Free commencerait-il à bloquer l’itinérance Orange pour ses abonnés ?

A 8 mois de la fin de l’itinérance Orange, des abonnés Free Mobile n’arrivent plus à se connecter au réseau de l’opérateur historique. L’hypothèse d’un blocage volontaire fait sens.

Marginale, l’itinérance Orange ne représente plus qu’1% du trafic total des abonnés Free Mobile. Mais alors pourquoi reste-elle indispensable ?  Xavier Niel a donné un début de réponse fin 2020 devant la Commission des affaires économiques de l’Assemblée nationale : “le contrat d’itinérance, c’est de la 3G sur laquelle on a de la data qui va à la vitesse de la data 2G, au-delà de ça, on s’est retrouvé avec une difficulté, c’est que Free n’a pas de 2G en France, et on a pourtant des abonnés 2G”.

Pour passer des appels hors VoLTE ou lire leurs mails là où ils ne captent pas, les abonnés Free Mobile utilisent ainsi réseau 2G et 3G d’Orange. C’est ce que l’on appelle l’itinérance. Prolongé de deux ans en 2020, ce contrat liant les deux opérateurs prendra fin le 31 décembre prochain. Mais plusieurs éléments laissent à penser que Free Mobile souhaite prendre les devants.

Le premier, c’est le déploiement de sa propre 2G. En janvier, l’agence nationale des fréquences l’a autorisé à réutiliser sa fréquence 3G 900 MHz pour déployer la 2G des centaines de sites dans un premier temps, majoritairement en Nouvelle-Aquitaine aux alentours de Bordeaux. Depuis, l’opérateur a activé de nombreux sites de manière progressive.

Des abonnés privés d’itinérance Orange

L’autre constatation concerne un blocage de l’itinérance dans plusieurs zones. Selon les remontées de Ninick59 de RNC Mobile et de plusieurs abonnés, il est désormais impossible pour certains clients Free Mobile d’accrocher le réseau 208 01 d’Orange en zone mal couverte. L’accès à l’itinérance leur est tout simplement “interdit”. Forcer la connexion, n’y change rien, aucun service n’est accessible.
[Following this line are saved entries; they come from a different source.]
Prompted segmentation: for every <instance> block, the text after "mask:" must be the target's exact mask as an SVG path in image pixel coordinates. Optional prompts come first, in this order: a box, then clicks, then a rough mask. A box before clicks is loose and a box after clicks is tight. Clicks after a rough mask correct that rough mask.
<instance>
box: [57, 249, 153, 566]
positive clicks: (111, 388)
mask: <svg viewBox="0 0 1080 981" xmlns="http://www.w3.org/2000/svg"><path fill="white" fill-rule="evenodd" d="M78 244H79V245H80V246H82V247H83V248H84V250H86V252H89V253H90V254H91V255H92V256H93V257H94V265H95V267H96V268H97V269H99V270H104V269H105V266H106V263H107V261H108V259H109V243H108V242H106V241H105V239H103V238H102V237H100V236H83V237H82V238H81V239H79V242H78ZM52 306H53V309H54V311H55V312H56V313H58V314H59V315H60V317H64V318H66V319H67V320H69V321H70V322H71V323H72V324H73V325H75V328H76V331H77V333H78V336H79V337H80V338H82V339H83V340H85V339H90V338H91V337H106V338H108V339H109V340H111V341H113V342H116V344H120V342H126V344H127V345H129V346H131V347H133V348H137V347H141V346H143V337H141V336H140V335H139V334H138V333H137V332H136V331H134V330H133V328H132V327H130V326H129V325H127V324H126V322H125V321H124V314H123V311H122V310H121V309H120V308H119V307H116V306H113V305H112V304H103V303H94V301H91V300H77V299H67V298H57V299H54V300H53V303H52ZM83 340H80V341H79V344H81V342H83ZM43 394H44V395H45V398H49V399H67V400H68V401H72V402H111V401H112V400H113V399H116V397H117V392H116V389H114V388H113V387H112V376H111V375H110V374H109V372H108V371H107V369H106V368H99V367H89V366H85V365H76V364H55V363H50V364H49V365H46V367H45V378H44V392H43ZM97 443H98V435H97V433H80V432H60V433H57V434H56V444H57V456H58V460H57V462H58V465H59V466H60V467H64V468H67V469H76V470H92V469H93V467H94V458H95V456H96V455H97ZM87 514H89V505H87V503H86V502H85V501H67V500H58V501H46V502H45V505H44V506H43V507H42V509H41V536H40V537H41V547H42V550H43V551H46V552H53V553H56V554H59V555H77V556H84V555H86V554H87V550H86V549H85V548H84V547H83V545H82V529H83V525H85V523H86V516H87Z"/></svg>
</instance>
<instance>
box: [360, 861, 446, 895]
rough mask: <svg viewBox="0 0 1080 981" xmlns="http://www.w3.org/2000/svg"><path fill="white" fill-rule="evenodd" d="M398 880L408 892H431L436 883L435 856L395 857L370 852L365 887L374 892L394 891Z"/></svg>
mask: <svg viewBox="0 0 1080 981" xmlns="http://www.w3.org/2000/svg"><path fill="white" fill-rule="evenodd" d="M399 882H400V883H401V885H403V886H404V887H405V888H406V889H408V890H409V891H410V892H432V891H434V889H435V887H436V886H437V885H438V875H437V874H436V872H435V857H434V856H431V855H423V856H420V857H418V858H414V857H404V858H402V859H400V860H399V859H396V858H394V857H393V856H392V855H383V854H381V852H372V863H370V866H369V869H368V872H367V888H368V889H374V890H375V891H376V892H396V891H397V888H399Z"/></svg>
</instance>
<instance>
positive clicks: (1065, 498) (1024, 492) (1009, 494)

Cela peut laisser penser que Free commence à bloquer l’accès dans certaines zones qu’il couvre en partie. Interpellé sur les réseaux sociaux à deux reprises, l’opérateur n’a pour l’heure pas communiqué. L’hypothèse d’un problème technique n’est pas à exclure, bien qu’il semble s’agir d’une réelle volonté de l’opérateur d’empêcher la connexion. L’extinction de l’itinérance approche.